陆逐风沉默一瞬,看著左肩喷涌而出的鲜血,眸色越来越阴沉。
魏昭寧趁机翻身下床,儘管腿软,还是拼尽了所有力气往外跑。
在她看不见的地方,陆逐风的眼神里有痛恨、有不可思议、有愣怔。
“和我接触,就这么让你反感?”陆逐风不可置信道。
魏昭寧跑远了,一股脑衝出侯府,自然是听不到他这番话的。
魏昭寧想也没想就到了摄政王府,见到裴翊的一瞬间,不安和恐惧才渐渐消散。
她一言不发,只是哭。
裴翊的眸色越来越深,“寧寧。”
“可是谁欺负你了?”
魏昭寧不说话,將脸埋在他掌心,很快,眼泪便从裴翊宽厚的手掌上淌落下来。
她不知道该怎么办,这样无助的时候该去找谁,本能地反应就是来找裴翊。
等她哭够了,她才惊觉地意识到,不能再继续待在侯府了。
她抬起头,一双美眸水波涟漪,郑重道:“之前说的,还做数吗?”
裴翊愣怔,浑身细细颤抖,声音都有些麻木,“寧寧,你说,什么?”
魏昭寧咽了咽口水,一脸认真道:“改嫁,到王府。”
裴翊胸腔跳动快了半拍,指尖无意识颤抖著,眼眸中划过一抹星光,很快又被压下来,他轻轻咳了两声,“自然做数。”
魏昭寧一颗心落到了实处。
“那便儘快吧,多谢王爷帮我这个忙。”
裴翊看出点不对劲来了,“是不是陆逐风欺负你了?”
说这话时,他声音压得很低,周身的气氛瞬间冷了下来,不禁让魏昭寧心里有些发毛。
裴翊缓和了脸色,道:“他该是活腻了,这几日便不要回侯府了,就在王府等著,我会儘快去办。”

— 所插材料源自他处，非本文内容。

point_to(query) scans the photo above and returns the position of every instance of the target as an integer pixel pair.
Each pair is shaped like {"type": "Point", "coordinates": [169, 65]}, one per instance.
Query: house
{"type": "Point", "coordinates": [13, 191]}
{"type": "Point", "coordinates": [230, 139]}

魏昭寧一顿,“不成,我还有事情要回侯府交代,王爷,之前我对你诸多误会,將你派来的侍卫赶走了,眼下这几日,你能不能......”
“当然。”
*
方才,陆逐风手按著左肩,看著魏昭寧逃走的背影,咬紧了牙关。
到底是怎么回事!
魏昭寧最想要的不就是这个么?现在做这副样子给谁看!
那见了鬼似的逃离让他心中埋藏已久的不安又冒了上来,他隱隱感觉到,魏昭寧是不是已经不爱他了?
这个想法一出现,他立刻就慌了,整个人跌坐在地,隨而化为愤怒。
怎么可能!
不可能的,这么多年的感情,她最是重情了,不会的,不会的。
无非就是在生气罢了,就是在生气他纳妾,娶平妻,冷落太久了,脾气便大起来了。
陆泽刚好路过,看到陆逐风捂著肩膀,还有血跡,颇为嘲讽地笑了声。
陆逐风没看见他那幸灾乐祸的神色,只觉得心慌,这种心慌他怎么压都压不下去。
“阿泽,魏昭寧她,是不是......”
他有些失神,现在迫切需要有个人来肯定地告诉他,魏昭寧到底还爱不爱他,所以他没过脑子就问出来了。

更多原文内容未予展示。